Il expliqua qu’il avait servi jadis au café du Dôme, à Bayonne.
– Mon estomac ne supporte pas la ville, la ville est trop échauffante, on fait des excès malgré soi. D’ailleurs je suis un gazé, reprit-il fièrement, j’ai une pension. Si je bibelote, c’est pour m’occuper, voilà tout.
Il éleva l’encrier jusqu’à son œil jaune et triste, passa sur la plume un pouce expert et resta debout, immobile.
– Madame reprend l’omnibus de 9 h. 18, vers Quincy? Départ 9 h. 18, arrivée 11 h. 15. C’est malheureux de voir un tacot pareil! De Bayonne ici, quatre heures, quatre et deux font six. Six heures pour 180 kilomètres, vous parlez d’une moyenne! Les gars du Tour de France font mieux… Pain-beurre ou croissant?
– Rien du tout. Du café noir.
– Café noir… café noir… (l’œil jaune parut s’attrister encore). Je serai forcé de vous servir «un spécial», «l’express» ne marche que plus tard, rapport à la pression… Si Madame voulait, je…
– Mon ami, dit la voyageuse sans se retourner, d’une voix douce bien qu’étrangement volée, je voudrais seulement que vous me fichiez la paix.
Elle trempa sa plume dans l’encre et commença d’écrire avant que le garçon eût trouvé sa réplique.
Jugeant la partie perdue et sa dignité compromise, il prit le parti de s’éloigner en traînant ostensiblement ses savates, avec un profond mépris.
Pour Mlle Évangeline Souricet, Châteauroux
(aux soins discrets de M. l’abbé Capdevieille, aumônier des Sœurs de la Repentance).
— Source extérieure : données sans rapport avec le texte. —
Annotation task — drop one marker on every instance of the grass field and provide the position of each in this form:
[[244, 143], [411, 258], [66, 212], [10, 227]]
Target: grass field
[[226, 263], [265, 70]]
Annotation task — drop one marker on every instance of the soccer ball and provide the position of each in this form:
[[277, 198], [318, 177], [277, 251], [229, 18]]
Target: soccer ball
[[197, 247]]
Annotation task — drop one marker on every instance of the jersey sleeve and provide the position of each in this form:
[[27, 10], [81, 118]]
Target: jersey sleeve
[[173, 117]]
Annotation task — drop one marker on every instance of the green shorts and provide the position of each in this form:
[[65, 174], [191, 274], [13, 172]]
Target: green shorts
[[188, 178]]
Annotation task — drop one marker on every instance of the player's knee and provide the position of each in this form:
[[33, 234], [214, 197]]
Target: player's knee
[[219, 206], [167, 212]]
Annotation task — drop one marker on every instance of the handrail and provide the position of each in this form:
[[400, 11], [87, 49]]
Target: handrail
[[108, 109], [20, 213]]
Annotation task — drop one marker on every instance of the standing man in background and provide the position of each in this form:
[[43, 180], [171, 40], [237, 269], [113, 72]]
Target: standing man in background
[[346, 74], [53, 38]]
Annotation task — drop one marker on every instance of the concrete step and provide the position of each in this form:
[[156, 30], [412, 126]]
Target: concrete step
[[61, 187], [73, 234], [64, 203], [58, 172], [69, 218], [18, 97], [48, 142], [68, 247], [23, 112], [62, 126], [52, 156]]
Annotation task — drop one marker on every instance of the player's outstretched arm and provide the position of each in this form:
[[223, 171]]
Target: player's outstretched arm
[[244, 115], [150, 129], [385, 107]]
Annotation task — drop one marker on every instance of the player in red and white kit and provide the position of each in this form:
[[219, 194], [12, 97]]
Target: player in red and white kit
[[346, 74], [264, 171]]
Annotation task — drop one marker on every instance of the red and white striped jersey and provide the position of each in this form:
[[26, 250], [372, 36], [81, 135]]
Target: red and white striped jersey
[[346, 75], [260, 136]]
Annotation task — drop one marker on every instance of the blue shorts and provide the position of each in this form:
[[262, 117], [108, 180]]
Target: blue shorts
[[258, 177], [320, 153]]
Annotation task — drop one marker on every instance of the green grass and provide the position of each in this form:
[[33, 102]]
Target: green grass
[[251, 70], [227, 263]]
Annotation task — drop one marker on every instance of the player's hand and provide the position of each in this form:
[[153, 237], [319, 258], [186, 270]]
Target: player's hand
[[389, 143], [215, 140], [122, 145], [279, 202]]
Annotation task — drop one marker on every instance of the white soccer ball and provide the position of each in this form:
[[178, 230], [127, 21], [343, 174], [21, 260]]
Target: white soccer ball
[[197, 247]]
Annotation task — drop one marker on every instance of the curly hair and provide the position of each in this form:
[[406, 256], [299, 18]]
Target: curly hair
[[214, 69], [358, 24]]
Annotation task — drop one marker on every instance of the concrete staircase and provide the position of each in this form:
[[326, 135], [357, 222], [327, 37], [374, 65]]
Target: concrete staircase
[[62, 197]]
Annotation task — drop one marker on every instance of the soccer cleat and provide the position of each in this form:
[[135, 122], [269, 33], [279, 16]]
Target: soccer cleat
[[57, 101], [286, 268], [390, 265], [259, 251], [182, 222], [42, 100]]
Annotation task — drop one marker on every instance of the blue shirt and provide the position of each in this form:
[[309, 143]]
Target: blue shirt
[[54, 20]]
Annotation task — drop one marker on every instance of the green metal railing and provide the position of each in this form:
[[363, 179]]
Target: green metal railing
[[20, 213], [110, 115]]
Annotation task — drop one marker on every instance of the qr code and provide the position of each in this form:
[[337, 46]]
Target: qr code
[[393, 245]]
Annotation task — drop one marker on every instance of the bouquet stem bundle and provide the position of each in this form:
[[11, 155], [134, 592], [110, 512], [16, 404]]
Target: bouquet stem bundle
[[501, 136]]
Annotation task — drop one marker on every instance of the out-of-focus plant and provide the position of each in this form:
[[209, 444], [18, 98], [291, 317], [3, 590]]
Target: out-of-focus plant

«Mon amie, je ne vous verrai plus. Cela ne m’étonne pas de l’écrire, et vous ne vous étonnerez pas non plus de le lire. Je me souviens de notre première rencontre à Châteauroux, dans cette petite chapelle de nonnes, toute grise. Vous aviez votre mine des mauvais jours, couleur de pluie, votre pauvre petit sourire bêta… En revenant ensemble, le long de la rue des Grainetiers, entre deux hauts murs, parmi ces jardins invisibles, nous n’avons pas échangé dix paroles. Ce n’est pas que vous aimez le silence, mais il vous fascine. Moi, je l’aime. Tout ce que j’aime a sur vous ce pouvoir de fascination. C’est pourquoi vous avez cru m’aimer, moi aussi. Et vous le croirez jusqu’au jour…
«Mais non. Ce jour ne viendra pas… Rien ne m’effacera, je le sais. Après moi, pour vous, il n’y a rien. Cette solitude dont je vous ai tirée, ces longues années de solitude, ces années vaines, votre jeunesse, – la seule que vous fussiez capable de vivre, tour à tour brûlante et glacée, – ces années secrètes, n’auront été que pour moi. Pour moi seule, votre attente, car désormais vous n’attendrez plus personne. Il faudrait beaucoup plus qu’une vie de femme pour reformer en vous, au profit d’un autre être qui me vaille, ce que vous n’aurez prodigué, dissipé, anéanti que pour moi.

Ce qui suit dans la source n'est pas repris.